Atul Kavthekar : Yes, Gary, thanks for the question. This is Atul speaking. Look, I think there’s a couple of components to it that really drive it. And it’s not on the back of one single factor or one single metric. I think as we went through the quarter and as we go through, we’re already in August, we look at a couple of key metrics around, for example, physician and patient engagement. Those are going exactly as we expected and, frankly, a little bit better. That gives us some confidence that where we are able to engage with those patients, we think we have a better opportunity to control medical cost. The second part of this is persistent life, and I think that’s a theme for the year, where the balance of the persistent lives is a substantial one.
And I think we’re seeing the benefits of that. We do have — we’re optimistic around growing our membership as we go through the quarter. The business developments and the demand that we see is every bit what we thought and maybe even a little bit better. And then you do have the efficiency factor. I think that this is a sustainable cost reduction. As I mentioned just a minute ago, I think there’s an opportunity to get even better at it. But it’s a combination of all those things. It’s not just any one.
Gary Taylor : Second one for me. I know one of the key issues in the anticipated improved margin and performance was a sweep revenue for ’23 versus not booking any in ’22? I saw in the Q, $14.5 million in the first half. So was that all in the 2Q? And should we think about the EBITDA impact as being roughly half is being shared with your affiliated docs?
Atul Kavthekar : Well, I’ll tell you about the first part. Yes. That’s in the disclosure. That was all in the second quarter. But look, we don’t really talk other than sort of the requirement of disclosing. We don’t really talk about it because we sort of really think about sleeps as part of the normal course of the business. We’re going to be seeing those across the year in the various quarters. But again, I think we feel good about the performance of the quarter and also our ability to kind of predict the amounts that we wind up seeing. So.

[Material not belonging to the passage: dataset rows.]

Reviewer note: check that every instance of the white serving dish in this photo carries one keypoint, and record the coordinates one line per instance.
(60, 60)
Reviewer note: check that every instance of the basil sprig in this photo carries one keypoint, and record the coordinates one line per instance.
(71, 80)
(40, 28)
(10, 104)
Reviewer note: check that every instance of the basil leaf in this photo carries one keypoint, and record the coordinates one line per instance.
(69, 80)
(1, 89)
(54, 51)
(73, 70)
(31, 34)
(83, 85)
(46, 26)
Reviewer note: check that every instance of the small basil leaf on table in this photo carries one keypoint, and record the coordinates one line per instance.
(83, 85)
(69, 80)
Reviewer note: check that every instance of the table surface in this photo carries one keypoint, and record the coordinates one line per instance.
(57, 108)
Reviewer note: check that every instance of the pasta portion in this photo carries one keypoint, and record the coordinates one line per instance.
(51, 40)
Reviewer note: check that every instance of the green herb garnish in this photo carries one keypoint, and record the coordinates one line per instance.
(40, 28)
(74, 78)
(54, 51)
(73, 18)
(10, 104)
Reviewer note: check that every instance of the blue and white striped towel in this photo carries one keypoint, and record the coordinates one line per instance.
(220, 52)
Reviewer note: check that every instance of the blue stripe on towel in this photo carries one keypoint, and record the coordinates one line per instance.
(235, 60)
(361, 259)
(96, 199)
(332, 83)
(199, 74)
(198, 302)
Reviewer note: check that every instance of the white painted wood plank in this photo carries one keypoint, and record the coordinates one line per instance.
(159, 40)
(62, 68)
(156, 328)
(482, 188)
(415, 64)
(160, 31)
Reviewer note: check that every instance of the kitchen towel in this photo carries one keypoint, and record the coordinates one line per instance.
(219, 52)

Gary Taylor : But you’re going to continue to book those on a cash basis, right?
Atul Kavthekar : We will.
Gary Taylor : Okay. Last one for me. I just saw the note about the cybersecurity incident? Is there a quick just explanation and kind of what happened and contained or any go-forward impact or anything?
Atul Kavthekar : Yes. I think the quick answer is no go-forward impact. We did have an event in the quarter. It was relatively small, immaterial as we see it. But it did happen, and we reflect that as part of expenses, but we don’t necessarily consider that as an ongoing thing. We have quickly closed all of the gaps that we saw in security and elevated everybody’s awareness around it. So we think we’ve got it under control. But yes, that is something that we excluded.

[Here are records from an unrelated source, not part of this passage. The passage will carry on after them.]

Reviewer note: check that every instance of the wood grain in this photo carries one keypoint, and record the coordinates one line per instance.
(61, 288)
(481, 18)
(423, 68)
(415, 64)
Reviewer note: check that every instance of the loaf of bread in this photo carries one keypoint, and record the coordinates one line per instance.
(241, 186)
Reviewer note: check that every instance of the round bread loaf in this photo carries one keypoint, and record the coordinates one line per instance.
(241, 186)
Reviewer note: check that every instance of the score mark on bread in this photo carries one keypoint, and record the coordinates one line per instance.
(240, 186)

Operator: And the next question comes from Brooks O’Neil with Lake Street Capital Markets.
Brooks O’Neil : I have a couple of questions. I guess I’d start off with appreciate Atul’s comments about demand and activity in the first half. Can you just talk a little bit about what you anticipate for the second half in terms of patient demand and the provider responds to what could be either onetime or seasonal increase in demand?

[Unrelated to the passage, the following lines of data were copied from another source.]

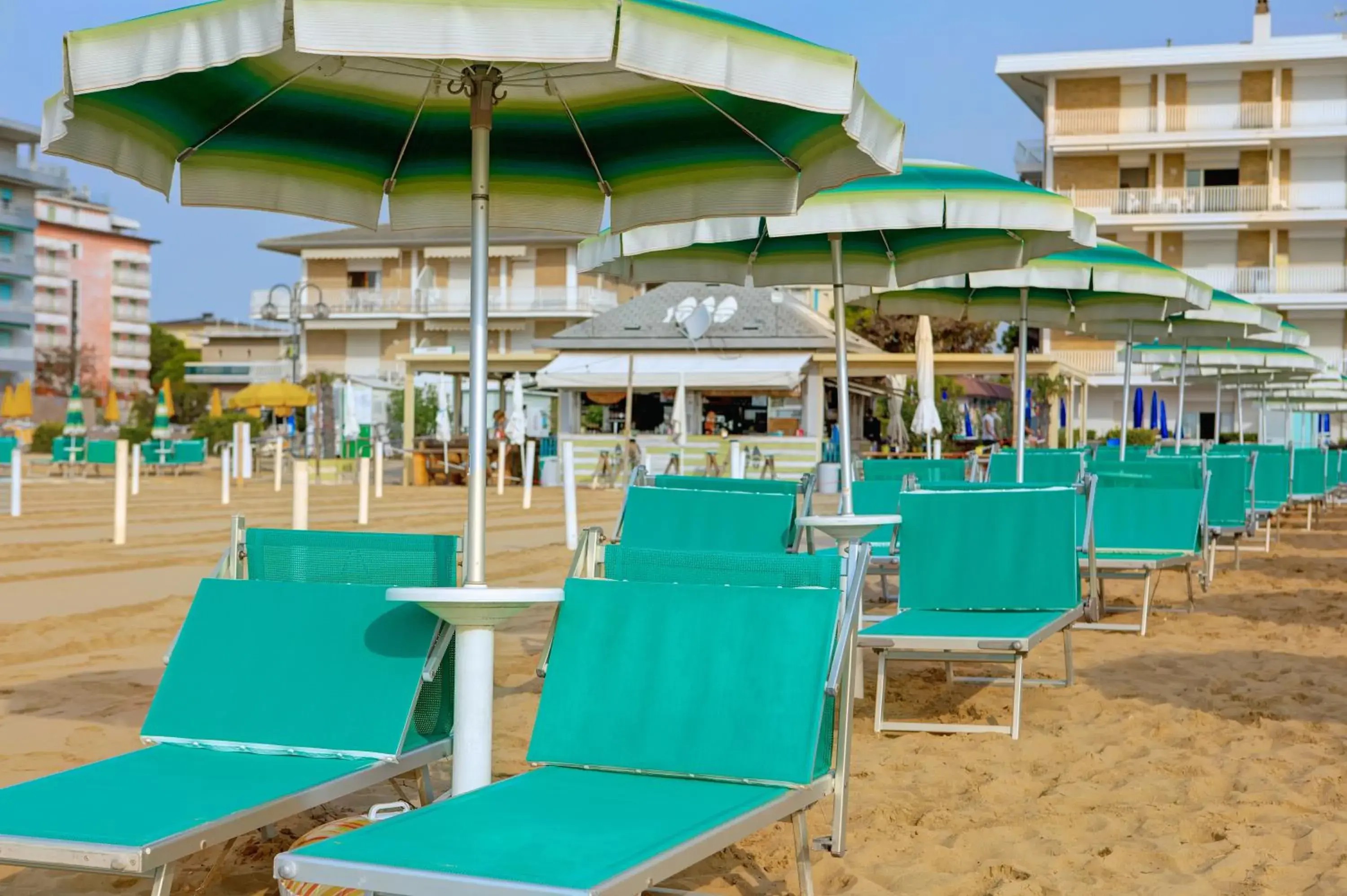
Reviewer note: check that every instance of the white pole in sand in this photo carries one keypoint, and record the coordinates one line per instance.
(363, 513)
(573, 527)
(225, 471)
(530, 451)
(119, 495)
(281, 461)
(299, 510)
(15, 483)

Amir Bacchus : Brooks, this is Amir. Our demand continues to be high, not only from our payer partners, but also from our clinicians. And our providers will need to grow with us. So we are very bullish in regards to our growth as we move forward. So for us, it’s continued to work with our clinicians as we bring more opportunities with payers that want to continue to grow. So I think as we look from the third and the fourth quarter, that will do quite well as you roll through the latter part of the year.
Brooks O’Neil : Great. Let me ask you a second question. Obviously, the financial performance shows significant improvement year-over-year, which is terrific. Do you have anything you can point to that indicates whether you believe quality remains as good as it’s been or perhaps is even getting better in terms of the way you’re taking care of your patients and members?
Amir Bacchus : Yes. Brooks, Amir again. So as we’ve said before, a lot of what we see is as far as improvement of quality of care comes in the maturation as well, right? So as physicians start to learn more and more of the tools that P3 can bring to those practices working with the care managers, working with the overall team, quality team, et cetera. We start to see those results. So the quality of care does improve as we work with our clinicians. So I think that’s part of the reason why we’re seeing such success in the model overall, as Atul mentioned earlier. In addition to that, let me just straightforward quality measures. Those things also rise as physicians indeed get more engaged with closing gaps in care, working with teams, et cetera to drive those very things. So we expect quality overall, whether from clinical care or quality measures to continue to improve.
Brooks O’Neil : Great. And then last one I had, I was quite impressed with the funding improvement that you’ve achieved so far in 2023. And I’m curious if you have any indications of whether that’s sustainable into 2024.